Estévez, though, said he hoped to be an All-Star, liked his chances given his numbers and wouldn’t necessarily feel snubbed if it didn’t happen this year.

“Honestly, I never expect to be that high up like, ‘Oh, I’m gonna go to the All-Star game,’” he said. “I have a motto, don’t ever expect way too much out of anyone so you don’t get disappointed if it doesn’t happen.

“So, I’m kind of like right there. With the number that I have put up and how the team is going, I think it’ll be really good to be an All-Star.”

Estévez has played an important role in the Angels’ season (44-37 entering Wednesday). The right-hander is in the middle of what is shaping up to be a career year.

Last season with the Colorado Rockies was his previous best as far as ERA.

Estévez was not the Rockies’ closer, but he finished the season with a 3.47 ERA, a 4-4 record, 13 holds and was two for six in save opportunities.

Players from around the league have reached out to Estévez to congratulate him on all his success so far this season.

“Just like, ‘Man, amazing to see how you’re doing,’ ‘Good for you,’” Estévez recalled of some of the recent messages. “Yency Almonte from the Dodgers was like, ‘I’m proud of you, keep it up.’

“Even guys from the Rockies, guys that I haven’t played with, but I’ve talked to them.

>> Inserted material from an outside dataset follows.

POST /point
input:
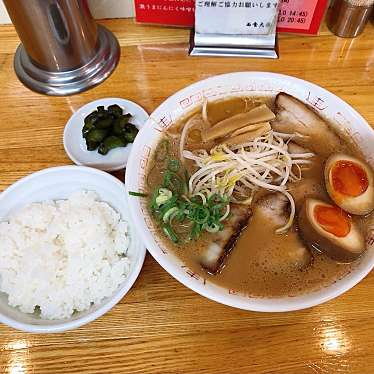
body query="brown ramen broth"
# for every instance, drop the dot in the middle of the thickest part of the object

And that’s a good feeling.”

Angels vs. White Sox

The Angels game against the White Sox seemed to get away from them in a hurry Wednesday.

Starter Jaime Barría gave up three home runs, one in each of his three innings. His final line included five earned runs, seven hits and two walks. The first home run Barría gave up, a two-run shot by Luis Robert Jr., put the White Sox ahead 2-0.

It was also the first game Barría, the team’s spot starter, had started since June 13, though he said he did not think that had an impact on his performance on Wednesday.

“I didn’t think so,” Barría said in Spanish after the game. “I did all my necessary bullpens. I missed my pitches. All my pitches were high. It’s part of the game.”

The Angels’ offense was able to even the score in the bottom of the first, on back-to-back triples by Ohtani and Trout, followed by an RBI single by Brandon Drury.

But the White Sox pulled away. Barría was pulled for Andrew Wantz to start the fourth and he gave up a home run in the fifth. Wantz’s line included four earned runs, three hits, one walk and two strikeouts in two innings. The White Sox scored twice more in the top of the ninth with Tucker Davidson on the mound.

The Angels made noise in the later innings, Drury and Hunter Renfroe hitting solo homers in the bottom of the seventh and another RBI from Drury in the eighth. The Angels also loaded the bases in the bottom of the ninth, with two outs, but Mickey Moniak, who came into the game as a pinch-hitter, lined out to end the game.